Marvell Inc. (MRVL) reported first quarter fiscal 2012 adjusted earnings per share (EPS) of 24 cents, which was 2 cents shy of the Zacks Consensus Estimate of 26 cents. The ongoing volatility in the mobile computing market, which is affecting chip demand, is the chief cause for the quarter’s underperformance. Despite the miss, shares increased 8.86% in after-market trade on encouraging second quarter guidance.

Revenue

Marvell reported revenues of $804.2 million in the first quarter, down 6.2% from $855.6 million in the prior-year quarter and 10.9% from $900.5 million in the prior quarter. The quarter’s revenue also failed to meet the Zacks Consensus Estimate of $838.0 million. The quarter was affected mostly by low mobile and wireless revenues and supply chain disruptions caused by the Japan earthquake, which hurt HDD demand in the back half of the quarter.

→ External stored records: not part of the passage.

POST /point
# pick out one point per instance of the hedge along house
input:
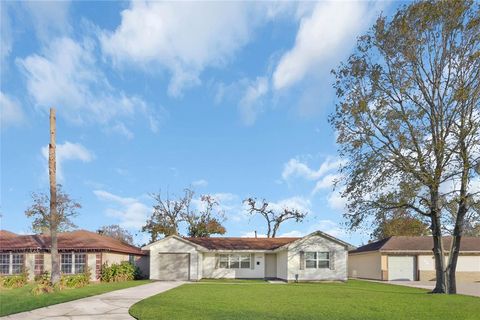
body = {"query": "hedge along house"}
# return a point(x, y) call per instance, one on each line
point(78, 251)
point(317, 256)
point(411, 259)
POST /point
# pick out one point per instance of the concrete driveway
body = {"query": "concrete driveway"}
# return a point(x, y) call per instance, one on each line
point(111, 305)
point(467, 288)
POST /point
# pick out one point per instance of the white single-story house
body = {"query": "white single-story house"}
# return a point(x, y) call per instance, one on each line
point(411, 258)
point(317, 256)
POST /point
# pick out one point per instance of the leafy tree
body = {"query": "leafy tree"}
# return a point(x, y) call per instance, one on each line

Revenues from the mobile and wireless end market declined 30.0% from the prior quarter. The sequential decline reflects the typical seasonality in consumer end markets and continued softness at one of the larger customers. Unanticipated product shift at one of the leading mobile customers, also added to the weakness.

Revenues from the storage end market decreased marginally from the prior quarter, mainly due to supply disruption related to the Japan disaster.

Marvell witnessed a 4.0% sequential gain in its revenues from the networking end market. The sequential growth came on the back of a resolution in inventory issues that customers faced in prior quarters and new platform ramps.

Operating Results

In the first quarter, gross margin on a GAAP basis declined 150 basis points (bps) year over year to 58.3%. Gross margin declined as a result of higher commodity costs. Operating margin on a GAAP basis decreased 590 bps year over year to 18.5%. Total operating expenses were $319.8 million, up 5.5% from $303.2 million in the earlier-year quarter. Higher operating expenses reflect continuous investments in relation to new product launches.

GAAP net income in the quarter was $146.9 million, or 22 cents per share, compared to $205.8 million, or 30 cents in the year-ago period. Excluding amortization and restructuring but including stock-based compensation expenses, net income on non-GAAP basis was $161.8 million, or 24 cents per share, compared to $233.3 million, or 34 cents in the year-earlier period.

Balance Sheet & Cash Flow

Marvell ended the quarter with cash, equivalents and short-term investments of $2.27 billion, down from $2.93 billion in the prior quarter. The reduction in cash balance was mainly due to lower cash generated from operating activities and huge cash used up in investing and financing activities. Accounts receivables were $425.5 million, compared to $459.4 million in the prior quarter. Inventories increased to $299.1 million, up from $245.4 million in the preceding quarter. The company carries no long-term debt.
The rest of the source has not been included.